GLI ULTIMI ANNI DI DE MASI
Provato dall’età, ha vissuto gli ultimi anni della sua vita nella Rizziconi che non ha mai voluto lasciare e che, nonostante le battaglie e, talvolta, la solitudine, ha sempre amato profondamente. La sua storia è stata raccontata in diversi programmi televisivi di successo e da alcuni tra i più importanti giornalisti italiani e internazionali, oltre che nel libro “Inferi – La storia vera di un sopravvissuto alla ‘ndrangheta”, l’autobiografia del figlio Nino, pubblicata da Compagnia editoriale Aliberti nello scorso mese di febbraio.

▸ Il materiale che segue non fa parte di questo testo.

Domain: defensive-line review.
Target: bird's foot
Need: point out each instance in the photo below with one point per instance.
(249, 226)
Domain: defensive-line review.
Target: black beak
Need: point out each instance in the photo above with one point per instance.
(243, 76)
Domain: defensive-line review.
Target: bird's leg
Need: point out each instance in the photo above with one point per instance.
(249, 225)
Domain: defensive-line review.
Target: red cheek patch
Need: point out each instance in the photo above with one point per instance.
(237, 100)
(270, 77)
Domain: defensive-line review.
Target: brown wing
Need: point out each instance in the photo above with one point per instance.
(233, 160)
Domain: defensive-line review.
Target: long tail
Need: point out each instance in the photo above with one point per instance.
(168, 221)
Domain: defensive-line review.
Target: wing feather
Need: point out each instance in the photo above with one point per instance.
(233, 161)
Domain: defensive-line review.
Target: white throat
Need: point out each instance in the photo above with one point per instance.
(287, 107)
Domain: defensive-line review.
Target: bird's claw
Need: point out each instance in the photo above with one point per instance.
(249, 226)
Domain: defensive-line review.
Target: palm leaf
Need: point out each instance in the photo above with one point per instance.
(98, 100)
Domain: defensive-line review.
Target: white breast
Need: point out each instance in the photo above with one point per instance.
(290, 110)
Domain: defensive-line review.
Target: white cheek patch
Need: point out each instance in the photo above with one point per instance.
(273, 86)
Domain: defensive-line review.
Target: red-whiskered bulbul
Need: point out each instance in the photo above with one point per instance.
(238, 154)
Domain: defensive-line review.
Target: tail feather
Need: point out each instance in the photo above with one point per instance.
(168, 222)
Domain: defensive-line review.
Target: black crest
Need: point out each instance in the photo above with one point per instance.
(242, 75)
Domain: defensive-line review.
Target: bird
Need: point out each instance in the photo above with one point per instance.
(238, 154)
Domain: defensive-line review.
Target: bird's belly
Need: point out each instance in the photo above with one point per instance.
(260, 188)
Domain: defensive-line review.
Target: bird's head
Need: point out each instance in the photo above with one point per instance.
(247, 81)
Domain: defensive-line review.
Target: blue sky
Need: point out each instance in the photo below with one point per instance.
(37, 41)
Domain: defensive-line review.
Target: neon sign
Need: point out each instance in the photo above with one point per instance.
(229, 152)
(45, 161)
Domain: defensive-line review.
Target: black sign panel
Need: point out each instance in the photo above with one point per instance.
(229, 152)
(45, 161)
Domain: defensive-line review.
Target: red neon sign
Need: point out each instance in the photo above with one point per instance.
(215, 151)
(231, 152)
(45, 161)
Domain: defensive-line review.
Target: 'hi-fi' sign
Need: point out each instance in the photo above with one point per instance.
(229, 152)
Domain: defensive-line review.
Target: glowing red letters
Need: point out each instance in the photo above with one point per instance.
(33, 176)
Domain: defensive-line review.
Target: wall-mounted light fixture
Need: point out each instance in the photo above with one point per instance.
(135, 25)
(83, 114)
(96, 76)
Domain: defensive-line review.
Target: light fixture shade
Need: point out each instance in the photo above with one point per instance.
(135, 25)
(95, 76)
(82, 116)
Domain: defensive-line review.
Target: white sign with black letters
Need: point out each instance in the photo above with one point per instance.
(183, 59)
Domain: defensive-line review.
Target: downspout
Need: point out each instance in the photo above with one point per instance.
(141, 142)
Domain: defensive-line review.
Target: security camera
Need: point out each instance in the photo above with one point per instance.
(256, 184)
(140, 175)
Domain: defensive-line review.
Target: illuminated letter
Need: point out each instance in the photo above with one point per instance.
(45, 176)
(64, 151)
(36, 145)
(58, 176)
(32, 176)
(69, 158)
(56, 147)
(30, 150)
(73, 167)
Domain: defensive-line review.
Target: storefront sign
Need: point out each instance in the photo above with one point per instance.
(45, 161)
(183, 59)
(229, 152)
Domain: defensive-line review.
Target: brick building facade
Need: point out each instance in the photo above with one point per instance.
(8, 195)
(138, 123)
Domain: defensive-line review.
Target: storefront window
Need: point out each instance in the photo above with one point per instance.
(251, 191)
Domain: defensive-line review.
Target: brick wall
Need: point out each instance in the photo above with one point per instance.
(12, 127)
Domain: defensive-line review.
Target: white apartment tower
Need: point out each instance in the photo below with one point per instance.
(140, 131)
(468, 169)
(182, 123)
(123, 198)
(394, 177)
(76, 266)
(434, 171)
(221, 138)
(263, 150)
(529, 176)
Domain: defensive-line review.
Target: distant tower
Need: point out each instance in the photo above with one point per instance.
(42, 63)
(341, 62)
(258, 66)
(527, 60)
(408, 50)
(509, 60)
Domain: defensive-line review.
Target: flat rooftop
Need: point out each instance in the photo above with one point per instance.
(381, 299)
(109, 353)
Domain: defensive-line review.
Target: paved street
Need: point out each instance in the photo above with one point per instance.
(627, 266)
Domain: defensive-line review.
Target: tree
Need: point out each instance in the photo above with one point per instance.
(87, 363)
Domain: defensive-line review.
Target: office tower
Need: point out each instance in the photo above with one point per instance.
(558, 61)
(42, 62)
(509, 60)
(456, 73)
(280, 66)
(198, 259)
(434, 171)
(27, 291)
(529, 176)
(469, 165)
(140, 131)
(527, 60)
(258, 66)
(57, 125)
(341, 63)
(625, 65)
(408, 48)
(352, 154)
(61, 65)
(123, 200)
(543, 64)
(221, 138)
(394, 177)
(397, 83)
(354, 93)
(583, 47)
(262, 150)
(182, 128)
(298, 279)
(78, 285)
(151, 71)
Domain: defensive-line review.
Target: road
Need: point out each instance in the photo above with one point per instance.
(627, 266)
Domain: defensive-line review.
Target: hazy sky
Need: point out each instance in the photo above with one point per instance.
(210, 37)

«Non era un uomo come gli altri – si legge in “Inferi” –. Per amarlo, bisognava andare oltre. Oltre gli orpelli e il manierismo, oltre le gradazioni di colore e le scale di grigio. Per mio padre esistevano solo il bianco e il nero, ciò che era giusto e ciò che era sbagliato, il tono forte o il silenzio. Mezze misure, sfumature, non avevano albergo nella sua vita. Faticai, io adolescente, a comprendere la sua essenza; caspita se faticai, ma alla fine ci riuscii. Gli altri vedevano in lui solo una parte di ciò che era: il genio, l’accigliato, il burbero, il principale, quello che s’è fatto da solo. Io, tutto: un gigante, dalla impenetrabile armatura e, sotto l’armatura, un magma di ingegno, forza, audacia, che spazzava via tutto il resto».
I funerali di Giuseppe De Masi saranno celebrati domani pomeriggio (21 luglio 2025), alle 17, alla Casa di Nazareth di Contrada Badia a Rizziconi, dove la camera ardente sarà allestita sin dalle 9 del mattino.